Unser Tipp: Ab Ossig entlang des Märzenbecherwegs
Wenn Sie ab Ossig der Aga folgen, stoßen Sie bald auf ein Hinweisschild, der Sie durch den Märzenbecherwald führt. Wenn Ihnen der Ausflug noch nicht reichen sollte, schlagen Sie anschließend den Weg Richtung Breitenbach ein. Abwechslungsreich, romantisch und wunderschön.

Eine kleine Einkehrmöglichkeit ist das Ossiger Raststübl. Da es aber über nur wenige Plätze im Gastraum verfügt, freuen sich die Betreiber über vorherige Anmeldung (Tel. 034423 22019).

Mit Vorsicht und Bedacht zu den Freuden des Frühlings!
Hier sei noch ein wichtiger Hinweis erlaubt. Märzenbecher stehen unter Naturschutz und gehören damit zu den schützenswerten Arten. Bitte bleiben Sie auf den Wegen und sorgen Sie mit Ihrem rücksichtsvollen Verhalten dafür, dass uns die Freuden des Frühlings noch viele Jahre Freude bereiten können.
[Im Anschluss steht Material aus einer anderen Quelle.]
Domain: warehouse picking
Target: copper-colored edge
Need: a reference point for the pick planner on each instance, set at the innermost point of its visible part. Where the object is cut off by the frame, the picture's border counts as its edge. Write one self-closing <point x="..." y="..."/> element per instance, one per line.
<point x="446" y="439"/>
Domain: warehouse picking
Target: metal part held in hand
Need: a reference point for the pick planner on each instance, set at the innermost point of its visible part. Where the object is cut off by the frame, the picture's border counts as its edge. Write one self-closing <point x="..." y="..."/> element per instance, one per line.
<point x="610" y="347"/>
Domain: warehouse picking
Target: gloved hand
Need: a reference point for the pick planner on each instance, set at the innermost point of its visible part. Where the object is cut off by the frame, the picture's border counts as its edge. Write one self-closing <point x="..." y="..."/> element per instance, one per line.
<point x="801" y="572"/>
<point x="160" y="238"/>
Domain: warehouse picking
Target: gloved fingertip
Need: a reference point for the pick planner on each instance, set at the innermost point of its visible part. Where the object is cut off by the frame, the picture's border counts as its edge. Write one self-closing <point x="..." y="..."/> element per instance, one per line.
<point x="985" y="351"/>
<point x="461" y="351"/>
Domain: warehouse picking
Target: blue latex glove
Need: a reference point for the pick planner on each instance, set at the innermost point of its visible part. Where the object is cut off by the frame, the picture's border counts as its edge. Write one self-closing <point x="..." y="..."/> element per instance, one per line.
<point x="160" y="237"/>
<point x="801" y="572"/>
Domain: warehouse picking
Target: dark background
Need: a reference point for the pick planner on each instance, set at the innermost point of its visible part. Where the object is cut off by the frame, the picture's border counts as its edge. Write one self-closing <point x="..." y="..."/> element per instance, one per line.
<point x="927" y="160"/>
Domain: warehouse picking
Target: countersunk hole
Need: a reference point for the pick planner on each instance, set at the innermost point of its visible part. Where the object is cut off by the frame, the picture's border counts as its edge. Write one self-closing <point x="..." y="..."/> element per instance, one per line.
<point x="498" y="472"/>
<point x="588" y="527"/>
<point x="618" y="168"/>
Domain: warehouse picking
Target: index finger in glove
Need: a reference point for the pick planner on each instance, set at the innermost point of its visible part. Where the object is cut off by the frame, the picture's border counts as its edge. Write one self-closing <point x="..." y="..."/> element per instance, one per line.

Märzenbecher bei Neuengönna und Hirschroda

Im Erdengraben zwischen Dornburg und Neuengönna tritt auf einer größeren Fläche der Märzenbecher auf. Ihr Lebensraum ist der feuchte, lehmige Boden von Auen- und Laubwäldern. Wie Sie ja bereits lesen konnten, kann sich Saale-Unstrut über mehrere Wiesen und Wälder freuen, an denen die Märzenbecher in Hülle und Fülle vorkommen.

Der kleine Ort Neuengönna liegt zwischen der Lichtstadt Jena und Dornburg-Camburg mit seinen wunderschönen Dornburger Schlössern. Von Dornburg aus in nördliche Richtung entlang der Saale geht es über Hirschroda nach Camburg. 

Märzenbecher ganz nah (c) Gemeinde Gutenborn, Kinderfestverein Ossig e.V.
Märzenbecher ganz nah (c) Gemeinde Gutenborn, Kinderfestverein Ossig e.V.
Unser Tipp: Mit dem ÖPNV zu den Märzenbechern

Neuengönna ist sehr gut mit der Bahn zu erreichen – oder besser gesagt: die Orte drumherum. Aus Richtung Jena sollten Sie in Porstendorf aussteigen, um dann noch etwa eine halbe Stunde bis nach Neuengönna zu wandern. Die zweite Möglichkeit ist der Ausstieg in Dornburg-Camburg – so haben Sie die Dornburger Schlösser oberhalb des weinbewachsenen Muschelkalkfelsens gleich als einen weiteren Höhepunkt der Wanderung vor sich. Wenn Sie von Dornburg aus lieber Richtung Camburg wandern möchten, ist das auch möglich. Zwischen Hirschroda und Wichmar tauchen die Märzenbecher ebenfalls in großer Anzahl auf.